甘い恋は復讐の後で
 世間知らずも大概にして欲しい。
 昨日、あんな目にあったにも関わらずこんなところに来て、しかもこんな格好で………。

 哲哉だって、まぁ男同士一緒につるむ分にはいいが、女関係は派手そうだ。
 そんな奴にまで目をつけられて……。

 俺には関係ないこと……そう頭に浮かぶのだが………。

 いや、違う。

 マスターの顔を立てなきゃいけない理由を増やしてまで助けてやった俺は文句を言う権利があるはずだ。

「貸せ。」

 さきほど突き出された袋の中身を開けると女に上から被せた。

 綺麗にアイロンされたそれはボタンが止められていて頭の上で止まる。
 その姿があまりに滑稽でハハッと軽い笑いがこぼれた。

「ちょ、笑ってないでどうにかしてください。これ。」

 不平を訴えられてクククッと笑いを噛み殺しながらボタンを数個外すとガバッと下にさげてやった。
 ぞんざいな扱いに帽子は横にズレ、大きなシャツも相まって無様な姿がまた笑いを誘う。

「フッ。こっちのが似合ってるぞ。

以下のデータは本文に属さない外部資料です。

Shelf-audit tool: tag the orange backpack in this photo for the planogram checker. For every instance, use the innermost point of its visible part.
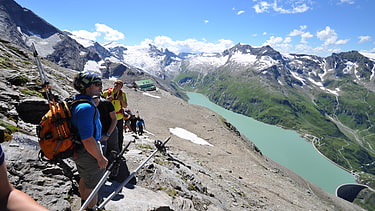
(57, 137)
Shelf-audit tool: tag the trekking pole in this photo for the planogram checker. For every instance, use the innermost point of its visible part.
(105, 177)
(160, 147)
(43, 77)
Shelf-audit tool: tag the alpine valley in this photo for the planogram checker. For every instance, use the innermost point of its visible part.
(329, 101)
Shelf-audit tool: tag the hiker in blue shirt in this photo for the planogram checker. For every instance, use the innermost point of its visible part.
(11, 198)
(89, 158)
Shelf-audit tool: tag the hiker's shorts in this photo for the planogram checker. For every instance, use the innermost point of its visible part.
(88, 168)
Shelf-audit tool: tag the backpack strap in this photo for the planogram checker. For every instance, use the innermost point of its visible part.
(85, 100)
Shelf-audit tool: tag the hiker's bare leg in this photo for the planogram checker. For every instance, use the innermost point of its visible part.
(85, 193)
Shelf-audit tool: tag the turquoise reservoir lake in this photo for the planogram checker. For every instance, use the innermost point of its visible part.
(286, 147)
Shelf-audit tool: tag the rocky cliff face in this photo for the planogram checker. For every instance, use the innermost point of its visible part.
(229, 175)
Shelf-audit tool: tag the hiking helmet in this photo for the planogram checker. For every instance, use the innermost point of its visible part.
(84, 79)
(119, 82)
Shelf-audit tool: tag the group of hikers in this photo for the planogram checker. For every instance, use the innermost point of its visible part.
(100, 126)
(113, 120)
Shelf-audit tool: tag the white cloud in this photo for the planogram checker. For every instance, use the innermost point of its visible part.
(262, 7)
(300, 32)
(85, 34)
(363, 39)
(109, 33)
(240, 12)
(329, 36)
(282, 6)
(189, 45)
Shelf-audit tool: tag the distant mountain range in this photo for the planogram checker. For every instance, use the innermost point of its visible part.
(328, 100)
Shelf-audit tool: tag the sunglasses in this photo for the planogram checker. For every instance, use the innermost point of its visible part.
(98, 84)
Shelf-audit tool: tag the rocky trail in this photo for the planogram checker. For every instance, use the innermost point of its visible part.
(228, 174)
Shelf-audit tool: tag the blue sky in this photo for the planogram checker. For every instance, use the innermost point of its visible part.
(318, 27)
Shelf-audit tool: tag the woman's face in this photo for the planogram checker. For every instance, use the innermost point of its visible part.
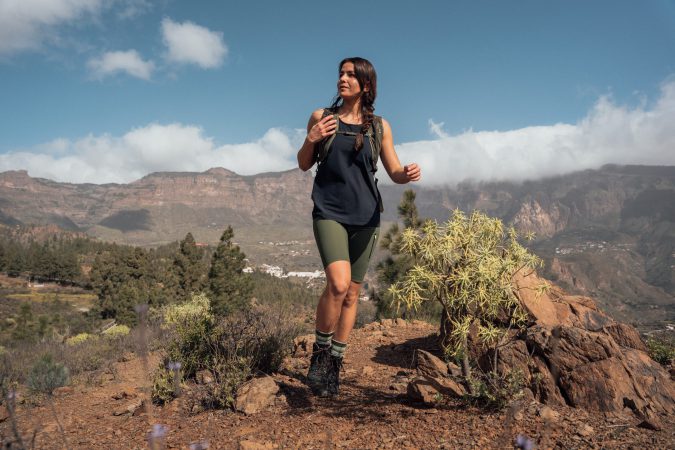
(348, 85)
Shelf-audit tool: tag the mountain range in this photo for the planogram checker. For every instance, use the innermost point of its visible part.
(608, 233)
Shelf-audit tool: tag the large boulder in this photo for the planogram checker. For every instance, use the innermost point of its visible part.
(575, 354)
(256, 395)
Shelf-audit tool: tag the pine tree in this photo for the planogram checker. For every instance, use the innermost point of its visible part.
(188, 268)
(230, 287)
(394, 267)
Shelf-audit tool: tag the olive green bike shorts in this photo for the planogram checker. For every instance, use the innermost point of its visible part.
(338, 242)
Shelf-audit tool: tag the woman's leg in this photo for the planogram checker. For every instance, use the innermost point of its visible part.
(348, 313)
(330, 305)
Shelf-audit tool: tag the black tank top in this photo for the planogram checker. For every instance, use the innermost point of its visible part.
(344, 186)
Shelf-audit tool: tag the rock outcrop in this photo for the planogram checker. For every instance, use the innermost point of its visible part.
(574, 354)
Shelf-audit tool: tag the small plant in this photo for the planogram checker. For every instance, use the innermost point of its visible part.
(116, 331)
(46, 375)
(497, 391)
(661, 349)
(78, 339)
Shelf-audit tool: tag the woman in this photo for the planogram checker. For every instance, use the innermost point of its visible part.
(346, 215)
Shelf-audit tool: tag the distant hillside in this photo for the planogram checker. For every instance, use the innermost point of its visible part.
(609, 233)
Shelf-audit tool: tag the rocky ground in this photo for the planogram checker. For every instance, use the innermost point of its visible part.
(373, 411)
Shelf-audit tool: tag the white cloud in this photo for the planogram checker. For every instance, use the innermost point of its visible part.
(26, 24)
(188, 43)
(609, 133)
(114, 62)
(173, 147)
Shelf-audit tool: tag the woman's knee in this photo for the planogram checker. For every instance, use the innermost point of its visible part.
(350, 299)
(338, 288)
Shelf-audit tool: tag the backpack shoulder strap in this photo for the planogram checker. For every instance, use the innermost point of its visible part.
(376, 139)
(322, 148)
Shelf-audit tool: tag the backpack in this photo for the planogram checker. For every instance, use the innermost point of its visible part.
(374, 134)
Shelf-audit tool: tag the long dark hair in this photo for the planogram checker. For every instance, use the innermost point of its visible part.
(366, 76)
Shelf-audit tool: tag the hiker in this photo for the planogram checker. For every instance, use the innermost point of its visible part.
(346, 140)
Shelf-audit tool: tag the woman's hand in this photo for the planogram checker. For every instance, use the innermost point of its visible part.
(412, 172)
(322, 129)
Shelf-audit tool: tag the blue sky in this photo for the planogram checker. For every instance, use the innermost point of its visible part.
(99, 91)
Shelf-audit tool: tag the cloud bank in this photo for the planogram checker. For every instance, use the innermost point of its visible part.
(610, 133)
(129, 62)
(188, 43)
(25, 24)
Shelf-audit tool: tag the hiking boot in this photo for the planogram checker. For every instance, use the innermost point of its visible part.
(318, 367)
(332, 387)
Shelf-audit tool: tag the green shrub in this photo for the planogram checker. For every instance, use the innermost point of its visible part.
(661, 349)
(117, 331)
(229, 373)
(233, 349)
(47, 375)
(163, 385)
(494, 390)
(79, 338)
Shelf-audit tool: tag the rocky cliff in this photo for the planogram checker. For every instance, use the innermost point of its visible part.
(607, 233)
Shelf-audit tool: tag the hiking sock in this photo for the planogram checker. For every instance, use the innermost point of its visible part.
(338, 348)
(323, 339)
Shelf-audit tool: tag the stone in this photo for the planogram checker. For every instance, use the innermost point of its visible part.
(367, 371)
(256, 395)
(63, 391)
(448, 387)
(422, 390)
(585, 430)
(429, 365)
(204, 377)
(400, 322)
(387, 322)
(626, 336)
(123, 394)
(538, 305)
(302, 345)
(548, 414)
(453, 369)
(130, 408)
(253, 445)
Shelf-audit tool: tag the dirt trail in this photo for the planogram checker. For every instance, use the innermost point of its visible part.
(371, 412)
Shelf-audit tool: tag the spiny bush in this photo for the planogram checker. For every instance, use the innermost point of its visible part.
(467, 265)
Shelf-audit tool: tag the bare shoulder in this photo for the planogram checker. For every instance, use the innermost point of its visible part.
(314, 118)
(385, 125)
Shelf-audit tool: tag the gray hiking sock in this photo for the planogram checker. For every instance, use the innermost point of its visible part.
(338, 348)
(323, 339)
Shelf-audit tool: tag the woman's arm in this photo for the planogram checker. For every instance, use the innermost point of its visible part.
(398, 174)
(317, 129)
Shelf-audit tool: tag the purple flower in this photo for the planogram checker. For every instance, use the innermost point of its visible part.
(158, 431)
(524, 443)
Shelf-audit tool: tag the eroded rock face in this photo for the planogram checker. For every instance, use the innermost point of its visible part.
(573, 353)
(256, 395)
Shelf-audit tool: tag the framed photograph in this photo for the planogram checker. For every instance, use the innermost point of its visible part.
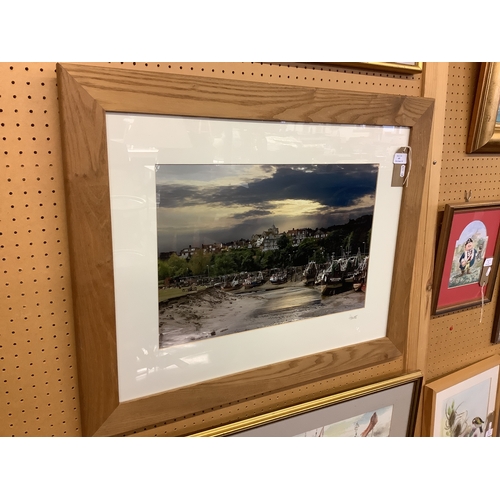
(195, 206)
(384, 409)
(484, 131)
(464, 403)
(394, 67)
(467, 257)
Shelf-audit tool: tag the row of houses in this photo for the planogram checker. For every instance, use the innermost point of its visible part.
(267, 241)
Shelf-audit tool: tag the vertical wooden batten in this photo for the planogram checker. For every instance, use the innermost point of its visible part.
(109, 89)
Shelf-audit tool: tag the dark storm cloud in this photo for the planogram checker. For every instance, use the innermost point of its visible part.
(330, 185)
(252, 213)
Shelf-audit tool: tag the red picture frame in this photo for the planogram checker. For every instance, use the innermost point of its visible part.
(467, 257)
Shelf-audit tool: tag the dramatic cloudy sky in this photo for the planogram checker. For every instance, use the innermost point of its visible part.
(220, 203)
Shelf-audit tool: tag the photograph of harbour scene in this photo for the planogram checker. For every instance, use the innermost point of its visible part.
(243, 247)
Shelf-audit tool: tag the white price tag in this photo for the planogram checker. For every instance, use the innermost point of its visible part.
(400, 158)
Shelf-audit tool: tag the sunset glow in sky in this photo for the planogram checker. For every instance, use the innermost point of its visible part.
(221, 203)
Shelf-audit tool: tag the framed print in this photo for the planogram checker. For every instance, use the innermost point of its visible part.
(484, 131)
(467, 256)
(464, 403)
(177, 187)
(396, 67)
(384, 409)
(495, 334)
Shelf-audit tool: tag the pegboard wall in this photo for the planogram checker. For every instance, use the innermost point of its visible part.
(39, 393)
(460, 339)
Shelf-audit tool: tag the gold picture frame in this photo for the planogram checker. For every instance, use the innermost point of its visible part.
(86, 94)
(464, 403)
(409, 68)
(457, 285)
(484, 130)
(387, 408)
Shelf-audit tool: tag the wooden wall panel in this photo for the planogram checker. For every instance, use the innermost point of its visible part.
(39, 393)
(460, 339)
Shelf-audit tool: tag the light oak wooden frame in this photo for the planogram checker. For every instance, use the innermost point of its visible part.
(436, 386)
(86, 93)
(414, 378)
(484, 131)
(448, 215)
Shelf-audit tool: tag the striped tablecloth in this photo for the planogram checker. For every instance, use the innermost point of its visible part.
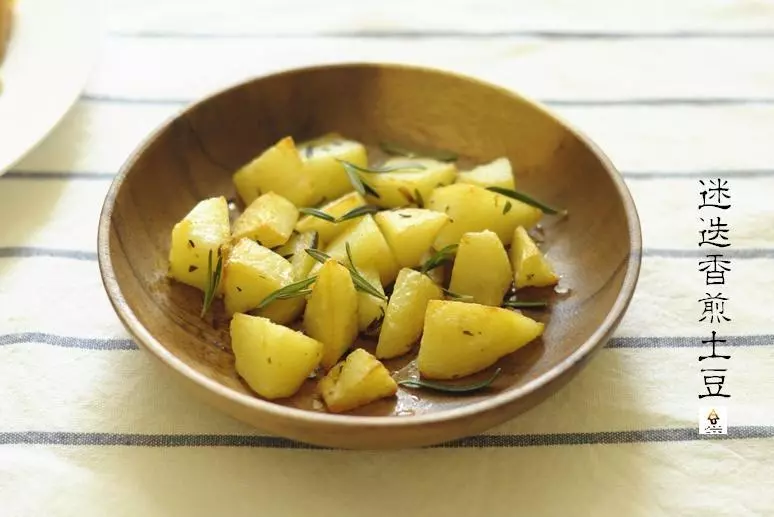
(675, 92)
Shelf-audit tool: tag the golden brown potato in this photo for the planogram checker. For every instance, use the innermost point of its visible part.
(355, 382)
(460, 338)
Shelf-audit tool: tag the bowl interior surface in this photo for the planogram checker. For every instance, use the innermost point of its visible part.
(595, 249)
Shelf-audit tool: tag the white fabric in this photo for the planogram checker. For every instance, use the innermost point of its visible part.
(89, 425)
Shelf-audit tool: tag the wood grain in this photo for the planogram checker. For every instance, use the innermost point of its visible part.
(596, 250)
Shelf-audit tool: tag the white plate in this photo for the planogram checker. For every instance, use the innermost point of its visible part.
(51, 53)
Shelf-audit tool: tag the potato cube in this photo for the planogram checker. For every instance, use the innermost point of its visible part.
(336, 208)
(273, 360)
(288, 310)
(530, 267)
(269, 220)
(295, 252)
(369, 307)
(440, 274)
(410, 232)
(405, 313)
(251, 273)
(399, 188)
(279, 169)
(203, 230)
(357, 381)
(472, 209)
(321, 164)
(460, 338)
(481, 268)
(497, 173)
(331, 312)
(369, 249)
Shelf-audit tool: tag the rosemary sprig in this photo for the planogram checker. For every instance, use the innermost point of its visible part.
(357, 182)
(289, 291)
(419, 198)
(316, 212)
(457, 296)
(406, 167)
(352, 214)
(399, 150)
(524, 198)
(439, 258)
(516, 304)
(213, 281)
(358, 212)
(450, 388)
(319, 256)
(360, 283)
(373, 328)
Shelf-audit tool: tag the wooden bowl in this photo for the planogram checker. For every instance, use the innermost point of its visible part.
(597, 249)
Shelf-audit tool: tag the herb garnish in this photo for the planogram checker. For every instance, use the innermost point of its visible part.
(399, 150)
(375, 326)
(419, 198)
(439, 258)
(316, 212)
(524, 198)
(352, 214)
(357, 182)
(516, 304)
(457, 296)
(360, 283)
(450, 388)
(289, 291)
(213, 281)
(406, 167)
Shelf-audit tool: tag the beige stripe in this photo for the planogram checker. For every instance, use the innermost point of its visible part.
(553, 69)
(665, 303)
(636, 138)
(126, 392)
(308, 16)
(691, 479)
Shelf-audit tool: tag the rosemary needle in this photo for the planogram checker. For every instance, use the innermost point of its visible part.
(527, 199)
(450, 388)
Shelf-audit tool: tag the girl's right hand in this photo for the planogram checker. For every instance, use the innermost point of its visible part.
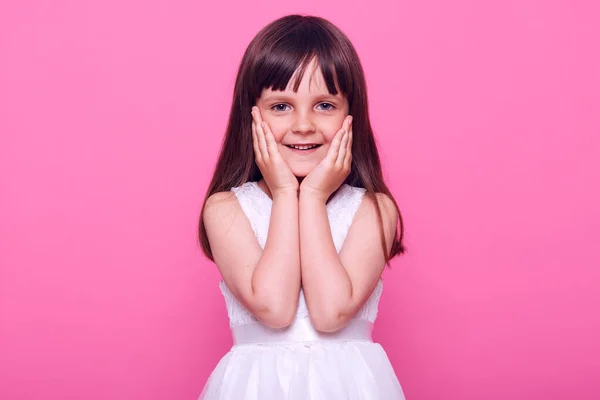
(274, 169)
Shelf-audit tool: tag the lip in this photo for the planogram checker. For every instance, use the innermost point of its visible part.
(303, 152)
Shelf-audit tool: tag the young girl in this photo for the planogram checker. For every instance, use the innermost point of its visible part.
(300, 223)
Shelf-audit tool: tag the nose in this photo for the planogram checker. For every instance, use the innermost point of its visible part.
(303, 124)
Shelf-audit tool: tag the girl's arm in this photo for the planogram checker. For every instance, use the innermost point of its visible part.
(266, 282)
(336, 287)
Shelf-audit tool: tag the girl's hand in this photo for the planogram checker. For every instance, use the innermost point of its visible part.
(274, 169)
(334, 168)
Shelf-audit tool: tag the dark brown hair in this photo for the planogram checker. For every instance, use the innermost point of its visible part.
(276, 52)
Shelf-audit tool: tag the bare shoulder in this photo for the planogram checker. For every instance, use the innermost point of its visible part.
(219, 207)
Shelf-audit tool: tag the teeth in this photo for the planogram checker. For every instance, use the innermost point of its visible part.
(303, 147)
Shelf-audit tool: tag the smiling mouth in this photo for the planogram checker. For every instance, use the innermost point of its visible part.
(303, 147)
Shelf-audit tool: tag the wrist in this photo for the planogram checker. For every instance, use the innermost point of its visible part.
(311, 193)
(285, 193)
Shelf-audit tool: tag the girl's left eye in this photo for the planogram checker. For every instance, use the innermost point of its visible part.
(277, 107)
(329, 108)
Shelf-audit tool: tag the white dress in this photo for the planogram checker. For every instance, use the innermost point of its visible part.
(298, 362)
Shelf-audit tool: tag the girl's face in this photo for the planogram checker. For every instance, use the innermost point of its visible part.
(309, 117)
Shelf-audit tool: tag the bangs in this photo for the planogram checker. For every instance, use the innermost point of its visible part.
(293, 52)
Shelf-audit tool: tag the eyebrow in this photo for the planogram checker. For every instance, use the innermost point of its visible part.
(279, 97)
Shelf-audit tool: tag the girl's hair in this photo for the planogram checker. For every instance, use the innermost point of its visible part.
(281, 48)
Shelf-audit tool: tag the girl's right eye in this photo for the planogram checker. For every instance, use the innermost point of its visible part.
(279, 107)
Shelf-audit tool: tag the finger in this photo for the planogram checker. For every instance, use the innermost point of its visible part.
(335, 145)
(348, 159)
(269, 138)
(257, 154)
(262, 144)
(339, 162)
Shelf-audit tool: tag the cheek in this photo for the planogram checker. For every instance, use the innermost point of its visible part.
(332, 129)
(278, 128)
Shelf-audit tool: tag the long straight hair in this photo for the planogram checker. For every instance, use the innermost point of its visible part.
(281, 48)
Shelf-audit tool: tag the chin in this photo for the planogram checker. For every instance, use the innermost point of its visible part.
(302, 171)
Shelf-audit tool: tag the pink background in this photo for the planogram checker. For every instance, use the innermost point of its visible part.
(111, 114)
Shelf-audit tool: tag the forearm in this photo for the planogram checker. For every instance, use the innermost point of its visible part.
(276, 277)
(326, 284)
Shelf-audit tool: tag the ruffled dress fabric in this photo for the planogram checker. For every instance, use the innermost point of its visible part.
(355, 369)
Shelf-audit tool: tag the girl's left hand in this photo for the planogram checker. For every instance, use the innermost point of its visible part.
(334, 168)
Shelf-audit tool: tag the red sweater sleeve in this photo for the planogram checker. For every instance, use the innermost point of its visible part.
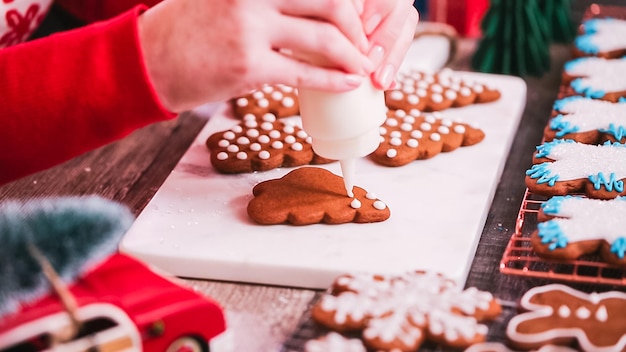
(71, 92)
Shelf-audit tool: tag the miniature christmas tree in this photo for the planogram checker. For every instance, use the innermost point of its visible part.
(515, 39)
(558, 14)
(65, 235)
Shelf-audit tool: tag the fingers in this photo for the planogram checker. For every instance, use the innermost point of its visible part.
(390, 26)
(345, 15)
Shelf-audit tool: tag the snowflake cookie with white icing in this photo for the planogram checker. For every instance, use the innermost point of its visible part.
(603, 37)
(406, 137)
(400, 312)
(596, 77)
(558, 314)
(572, 226)
(311, 195)
(260, 144)
(435, 92)
(280, 100)
(564, 166)
(586, 120)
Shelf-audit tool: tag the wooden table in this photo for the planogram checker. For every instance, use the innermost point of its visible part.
(264, 318)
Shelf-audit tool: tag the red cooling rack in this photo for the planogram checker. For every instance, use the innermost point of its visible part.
(520, 259)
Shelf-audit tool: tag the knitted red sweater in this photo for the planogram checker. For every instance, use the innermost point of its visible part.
(71, 92)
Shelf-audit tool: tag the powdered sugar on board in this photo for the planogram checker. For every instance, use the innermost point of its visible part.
(197, 226)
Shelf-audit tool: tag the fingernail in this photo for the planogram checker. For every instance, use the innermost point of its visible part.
(354, 80)
(386, 76)
(376, 55)
(372, 23)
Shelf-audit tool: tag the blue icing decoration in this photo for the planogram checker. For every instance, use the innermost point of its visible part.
(612, 183)
(562, 127)
(619, 247)
(616, 131)
(585, 44)
(561, 103)
(542, 173)
(550, 232)
(553, 205)
(587, 91)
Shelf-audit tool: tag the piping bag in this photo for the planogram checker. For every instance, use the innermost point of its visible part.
(344, 126)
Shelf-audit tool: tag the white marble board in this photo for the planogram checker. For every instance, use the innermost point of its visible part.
(197, 226)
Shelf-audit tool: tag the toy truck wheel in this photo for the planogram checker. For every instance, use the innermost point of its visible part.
(187, 344)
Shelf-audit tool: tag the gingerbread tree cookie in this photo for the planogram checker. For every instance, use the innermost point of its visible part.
(571, 226)
(586, 120)
(260, 144)
(563, 167)
(406, 137)
(400, 312)
(558, 314)
(311, 195)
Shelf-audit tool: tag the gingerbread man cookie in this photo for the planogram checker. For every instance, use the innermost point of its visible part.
(435, 92)
(602, 37)
(406, 137)
(280, 100)
(311, 195)
(596, 77)
(563, 167)
(260, 144)
(400, 312)
(572, 226)
(588, 121)
(558, 314)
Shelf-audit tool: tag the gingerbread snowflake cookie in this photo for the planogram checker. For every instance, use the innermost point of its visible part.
(406, 137)
(400, 312)
(572, 226)
(559, 315)
(311, 195)
(596, 77)
(279, 100)
(435, 92)
(260, 144)
(586, 120)
(563, 167)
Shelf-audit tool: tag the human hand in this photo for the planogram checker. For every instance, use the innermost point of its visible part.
(200, 51)
(390, 27)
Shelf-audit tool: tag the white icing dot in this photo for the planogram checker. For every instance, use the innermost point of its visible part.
(264, 155)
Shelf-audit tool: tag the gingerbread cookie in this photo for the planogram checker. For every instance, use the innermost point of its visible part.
(406, 137)
(563, 167)
(602, 37)
(586, 120)
(311, 195)
(560, 315)
(596, 77)
(435, 92)
(572, 226)
(400, 312)
(279, 100)
(260, 144)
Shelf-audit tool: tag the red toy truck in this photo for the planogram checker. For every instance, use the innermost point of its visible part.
(122, 306)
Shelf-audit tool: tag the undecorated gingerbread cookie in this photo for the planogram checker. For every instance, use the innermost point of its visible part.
(558, 314)
(406, 137)
(435, 92)
(564, 166)
(400, 312)
(596, 77)
(311, 195)
(572, 226)
(260, 144)
(586, 120)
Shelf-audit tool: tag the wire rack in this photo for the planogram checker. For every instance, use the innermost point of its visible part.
(520, 259)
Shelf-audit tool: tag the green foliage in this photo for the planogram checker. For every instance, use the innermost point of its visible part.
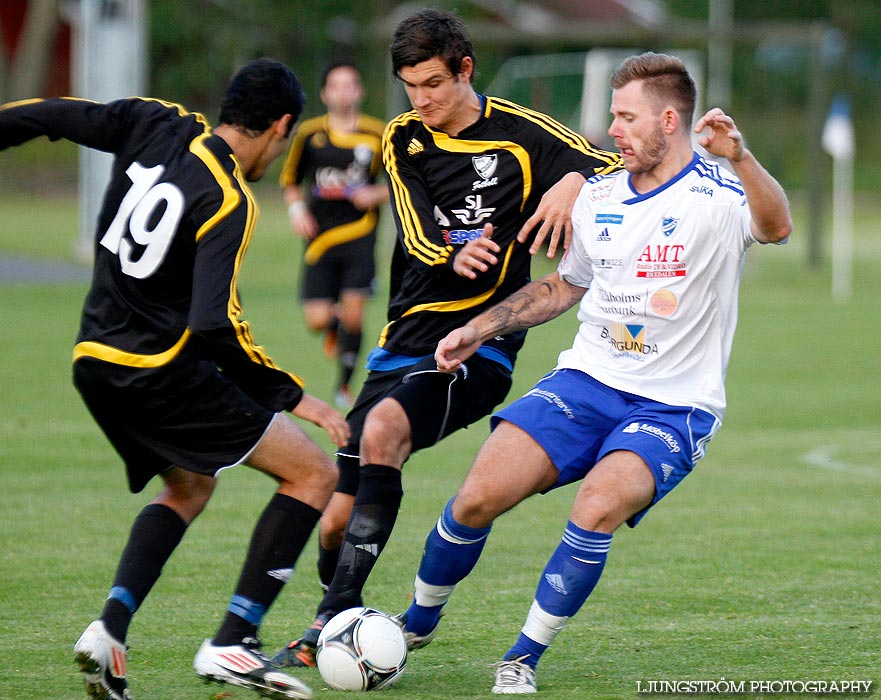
(762, 565)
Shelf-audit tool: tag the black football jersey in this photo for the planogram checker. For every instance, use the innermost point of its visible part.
(333, 163)
(445, 190)
(175, 223)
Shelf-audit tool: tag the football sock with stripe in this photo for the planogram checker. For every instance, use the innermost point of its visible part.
(451, 552)
(278, 539)
(569, 577)
(370, 525)
(327, 561)
(155, 533)
(349, 348)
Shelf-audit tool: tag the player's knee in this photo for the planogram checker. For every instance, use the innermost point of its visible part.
(186, 493)
(385, 438)
(473, 509)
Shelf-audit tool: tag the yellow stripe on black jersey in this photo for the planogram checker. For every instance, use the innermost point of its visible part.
(176, 220)
(445, 189)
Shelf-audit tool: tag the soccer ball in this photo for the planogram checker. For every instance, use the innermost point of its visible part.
(361, 649)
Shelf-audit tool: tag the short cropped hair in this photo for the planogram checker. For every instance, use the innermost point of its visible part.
(333, 65)
(429, 33)
(261, 92)
(664, 77)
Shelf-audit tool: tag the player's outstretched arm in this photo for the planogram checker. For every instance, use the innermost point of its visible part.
(769, 208)
(554, 213)
(321, 414)
(532, 305)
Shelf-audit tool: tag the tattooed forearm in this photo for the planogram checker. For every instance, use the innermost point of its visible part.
(534, 304)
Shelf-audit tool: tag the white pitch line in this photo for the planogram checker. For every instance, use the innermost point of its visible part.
(825, 458)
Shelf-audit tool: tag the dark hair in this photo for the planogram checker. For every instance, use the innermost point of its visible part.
(332, 66)
(261, 92)
(429, 33)
(665, 78)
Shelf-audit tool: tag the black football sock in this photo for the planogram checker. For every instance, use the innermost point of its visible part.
(349, 348)
(279, 537)
(155, 533)
(369, 528)
(327, 561)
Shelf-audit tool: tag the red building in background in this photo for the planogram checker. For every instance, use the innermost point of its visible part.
(13, 14)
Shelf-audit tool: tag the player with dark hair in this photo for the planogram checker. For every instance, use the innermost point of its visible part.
(168, 367)
(338, 156)
(468, 175)
(655, 262)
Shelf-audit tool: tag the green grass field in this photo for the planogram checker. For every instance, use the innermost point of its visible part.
(763, 565)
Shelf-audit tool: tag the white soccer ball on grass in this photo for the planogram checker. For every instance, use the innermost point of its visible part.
(361, 649)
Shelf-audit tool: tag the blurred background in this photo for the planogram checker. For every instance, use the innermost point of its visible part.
(778, 67)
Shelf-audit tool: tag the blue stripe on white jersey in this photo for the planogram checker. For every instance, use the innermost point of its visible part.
(711, 170)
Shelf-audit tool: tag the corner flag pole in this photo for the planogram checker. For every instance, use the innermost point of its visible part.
(838, 141)
(109, 63)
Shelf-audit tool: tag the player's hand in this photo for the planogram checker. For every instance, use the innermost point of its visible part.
(724, 139)
(324, 416)
(554, 213)
(456, 347)
(368, 196)
(477, 255)
(303, 223)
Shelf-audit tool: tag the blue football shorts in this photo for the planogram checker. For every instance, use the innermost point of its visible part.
(578, 420)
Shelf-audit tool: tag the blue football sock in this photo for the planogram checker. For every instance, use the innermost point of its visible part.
(570, 576)
(451, 552)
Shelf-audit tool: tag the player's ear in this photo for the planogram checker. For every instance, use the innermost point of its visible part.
(283, 126)
(670, 120)
(466, 68)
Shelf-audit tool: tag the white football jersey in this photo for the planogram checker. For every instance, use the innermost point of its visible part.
(663, 272)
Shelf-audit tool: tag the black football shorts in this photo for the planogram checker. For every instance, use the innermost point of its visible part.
(350, 266)
(191, 417)
(436, 403)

」

 ククッと笑っていると不満顔をした女は髪を整え、帽子を真っ直ぐに被り直した。

「ビリヤードやるんならボタンも止めるんだな。」

 帽子を上から押さえつけ目深に被らせた。

 ヨシ。これでいい。

 小学生か中学生の野郎にしか見えない風貌に満足げに心の中で呟いた。